La fonderia di chip è uno dei business più complicati e costosi che esistano, necessitando di macchinari che solo un’azienda al mondo è in grado di produrre. Per questo risulta piuttosto coerente che la maggior parte dei fondi siano andati a finanziare le grandi imprese che producono microchip, ma fino a questo momento non è stato fatto quasi nulla per incentivare le imprese che si trovano a monte e a valle della produzione. Saranno queste le società che riceveranno il maggior numero di incentivi con i 6 miliardi rimasti: da chi si occupa della fornitura di materiali e macchinari, fino a chi si occupa degli speciali tipi di packaging necessari per mantenere totalmente isolati i microchip dall’ambiente esterno.

Una parte dei fondi verrà anche destinata alle piccole startup in cerca di riscossa con tecnologie promettenti. Secondo il Segretario del Commercio, Gina Raimondo, ci sono oltre 600 aziende che hanno fatto richiesta per ricevere una parte dei fondi del CHIPS Act e che fino a questo momento non sono riuscite a ottenere nemmeno una piccola parte degli oltre $280 miliardi che la misura ha complessivamente mobilitato.

La produzione dei wafer stessi è solo uno dei passaggi della filiera, anche se il più critico

Si cerca di mobilitare l’investimento privato

Fino a questo momento gli Stati Uniti hanno dato priorità al finanziamento di aziende geopoliticamente rilevanti: player come Samsung che, fino a pochi anni fa, producevano tutti i loro chip al di fuori degli USA. Particolarmente sensibile è il caso di TSMC, che essendo un’azienda taiwanese rischia di essere presa nel fuoco incrociato delle dispute di potere tra USA e Cina.

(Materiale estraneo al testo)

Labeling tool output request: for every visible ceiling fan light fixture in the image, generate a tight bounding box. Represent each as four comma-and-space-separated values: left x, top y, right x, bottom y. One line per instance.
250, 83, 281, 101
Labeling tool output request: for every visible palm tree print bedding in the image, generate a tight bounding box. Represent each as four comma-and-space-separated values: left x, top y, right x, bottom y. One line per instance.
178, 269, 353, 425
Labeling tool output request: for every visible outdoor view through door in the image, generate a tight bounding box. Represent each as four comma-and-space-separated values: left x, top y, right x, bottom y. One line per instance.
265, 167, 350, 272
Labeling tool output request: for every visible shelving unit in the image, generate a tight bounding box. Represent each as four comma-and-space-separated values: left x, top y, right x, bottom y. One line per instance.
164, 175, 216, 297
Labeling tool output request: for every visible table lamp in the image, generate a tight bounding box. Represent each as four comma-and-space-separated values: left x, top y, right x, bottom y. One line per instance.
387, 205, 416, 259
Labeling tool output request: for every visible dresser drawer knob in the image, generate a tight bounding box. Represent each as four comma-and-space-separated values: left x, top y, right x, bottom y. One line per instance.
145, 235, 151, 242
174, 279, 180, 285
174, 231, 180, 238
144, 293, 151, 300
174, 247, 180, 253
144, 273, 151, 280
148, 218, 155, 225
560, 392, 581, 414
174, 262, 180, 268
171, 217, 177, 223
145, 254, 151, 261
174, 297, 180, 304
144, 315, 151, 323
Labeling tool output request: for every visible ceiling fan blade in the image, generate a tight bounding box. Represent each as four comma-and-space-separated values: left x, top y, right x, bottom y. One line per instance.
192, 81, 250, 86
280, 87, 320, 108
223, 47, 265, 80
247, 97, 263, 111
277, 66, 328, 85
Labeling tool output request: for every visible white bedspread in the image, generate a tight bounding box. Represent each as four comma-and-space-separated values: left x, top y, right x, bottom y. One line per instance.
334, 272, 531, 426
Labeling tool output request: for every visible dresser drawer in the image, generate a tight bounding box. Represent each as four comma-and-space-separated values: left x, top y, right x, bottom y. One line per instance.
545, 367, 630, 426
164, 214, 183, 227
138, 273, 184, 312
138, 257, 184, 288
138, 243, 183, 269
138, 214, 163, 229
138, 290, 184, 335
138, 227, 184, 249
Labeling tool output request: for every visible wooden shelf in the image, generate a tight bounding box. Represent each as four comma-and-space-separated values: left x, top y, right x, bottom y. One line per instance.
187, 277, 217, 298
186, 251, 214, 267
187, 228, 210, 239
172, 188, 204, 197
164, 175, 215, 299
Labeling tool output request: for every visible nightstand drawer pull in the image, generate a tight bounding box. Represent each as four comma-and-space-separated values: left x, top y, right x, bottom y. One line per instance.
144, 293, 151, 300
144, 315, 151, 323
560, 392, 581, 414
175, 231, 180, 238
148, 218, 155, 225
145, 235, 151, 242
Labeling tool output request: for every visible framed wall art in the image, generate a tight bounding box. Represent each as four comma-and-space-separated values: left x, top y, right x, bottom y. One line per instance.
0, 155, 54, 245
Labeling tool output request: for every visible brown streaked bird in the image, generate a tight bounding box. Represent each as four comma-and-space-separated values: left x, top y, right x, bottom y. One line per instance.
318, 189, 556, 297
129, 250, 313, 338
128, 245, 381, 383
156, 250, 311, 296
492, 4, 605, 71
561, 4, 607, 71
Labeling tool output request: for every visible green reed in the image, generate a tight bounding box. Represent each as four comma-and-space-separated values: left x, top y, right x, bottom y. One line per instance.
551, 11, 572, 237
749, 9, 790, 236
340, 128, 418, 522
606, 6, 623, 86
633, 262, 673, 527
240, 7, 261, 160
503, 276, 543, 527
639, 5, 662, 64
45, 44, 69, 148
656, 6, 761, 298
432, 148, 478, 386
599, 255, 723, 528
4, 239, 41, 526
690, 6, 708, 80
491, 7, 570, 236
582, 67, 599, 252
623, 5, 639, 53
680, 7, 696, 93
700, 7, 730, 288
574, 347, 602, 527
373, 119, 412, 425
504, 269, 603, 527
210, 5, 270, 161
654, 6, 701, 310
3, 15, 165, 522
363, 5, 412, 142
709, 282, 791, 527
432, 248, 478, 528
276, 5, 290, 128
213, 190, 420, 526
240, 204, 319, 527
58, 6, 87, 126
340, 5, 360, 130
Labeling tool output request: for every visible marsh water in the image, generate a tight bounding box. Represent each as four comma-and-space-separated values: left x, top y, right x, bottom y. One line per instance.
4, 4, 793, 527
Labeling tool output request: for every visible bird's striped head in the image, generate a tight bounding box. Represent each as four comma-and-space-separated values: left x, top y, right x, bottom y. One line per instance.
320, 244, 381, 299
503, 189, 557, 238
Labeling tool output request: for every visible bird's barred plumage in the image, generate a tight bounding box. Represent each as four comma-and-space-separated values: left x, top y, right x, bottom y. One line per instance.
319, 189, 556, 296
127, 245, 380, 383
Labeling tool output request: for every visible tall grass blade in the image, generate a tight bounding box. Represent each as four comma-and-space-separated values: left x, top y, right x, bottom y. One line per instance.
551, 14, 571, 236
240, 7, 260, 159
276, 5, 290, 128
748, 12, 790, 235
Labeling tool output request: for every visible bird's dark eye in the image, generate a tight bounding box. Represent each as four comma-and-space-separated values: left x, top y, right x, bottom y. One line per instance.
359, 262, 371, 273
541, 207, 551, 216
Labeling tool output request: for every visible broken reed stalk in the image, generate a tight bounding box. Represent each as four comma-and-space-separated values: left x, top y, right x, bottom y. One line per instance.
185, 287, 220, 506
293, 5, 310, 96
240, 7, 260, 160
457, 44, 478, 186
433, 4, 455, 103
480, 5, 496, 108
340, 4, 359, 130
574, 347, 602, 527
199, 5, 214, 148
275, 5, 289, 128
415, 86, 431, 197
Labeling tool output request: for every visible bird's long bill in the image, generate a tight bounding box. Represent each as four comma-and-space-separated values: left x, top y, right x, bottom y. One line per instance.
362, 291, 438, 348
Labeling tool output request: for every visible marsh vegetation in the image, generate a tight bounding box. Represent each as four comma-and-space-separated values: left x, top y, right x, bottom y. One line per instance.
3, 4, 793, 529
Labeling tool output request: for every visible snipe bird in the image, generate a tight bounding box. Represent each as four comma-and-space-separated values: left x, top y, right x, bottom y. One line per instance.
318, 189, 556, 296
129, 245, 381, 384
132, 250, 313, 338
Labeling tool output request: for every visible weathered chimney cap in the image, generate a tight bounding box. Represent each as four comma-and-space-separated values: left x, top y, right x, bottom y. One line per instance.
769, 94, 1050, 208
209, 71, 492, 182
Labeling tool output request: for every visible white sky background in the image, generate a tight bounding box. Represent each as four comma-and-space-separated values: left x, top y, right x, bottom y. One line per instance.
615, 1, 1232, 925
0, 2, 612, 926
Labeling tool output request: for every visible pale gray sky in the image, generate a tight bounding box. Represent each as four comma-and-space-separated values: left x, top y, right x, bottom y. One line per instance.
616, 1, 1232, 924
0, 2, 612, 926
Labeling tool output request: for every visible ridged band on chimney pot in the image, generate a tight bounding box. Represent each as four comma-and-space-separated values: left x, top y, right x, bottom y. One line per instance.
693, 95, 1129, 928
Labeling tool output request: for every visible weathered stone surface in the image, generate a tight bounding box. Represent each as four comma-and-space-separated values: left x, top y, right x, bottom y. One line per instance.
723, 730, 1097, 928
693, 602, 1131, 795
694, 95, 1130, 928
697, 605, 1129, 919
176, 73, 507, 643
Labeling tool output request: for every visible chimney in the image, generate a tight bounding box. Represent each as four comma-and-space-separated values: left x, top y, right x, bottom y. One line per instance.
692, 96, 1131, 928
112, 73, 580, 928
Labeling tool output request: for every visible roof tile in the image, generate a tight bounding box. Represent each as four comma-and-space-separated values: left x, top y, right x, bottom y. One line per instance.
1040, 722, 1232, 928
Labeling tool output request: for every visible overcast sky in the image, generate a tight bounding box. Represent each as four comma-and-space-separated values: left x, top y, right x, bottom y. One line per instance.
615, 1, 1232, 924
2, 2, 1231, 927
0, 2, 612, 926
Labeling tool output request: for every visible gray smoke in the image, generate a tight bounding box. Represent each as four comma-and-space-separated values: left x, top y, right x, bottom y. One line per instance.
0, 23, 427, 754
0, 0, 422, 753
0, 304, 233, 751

Ora invece l’obiettivo passa a essere quello di finanziare le aziende che mobiliteranno la maggior quantità di risorse proprie in cambio dei finanziamenti ricevuti dal governo. In questo modo si cerca di dare al CHIPS Act anche un ritorno economico maggiore per le casse pubbliche; l’unica eccezione saranno i $3,5 miliardi che il governo ha destinato al settore della difesa, specificamente con l’obiettivo di produrre chip rilevanti per il settore militare.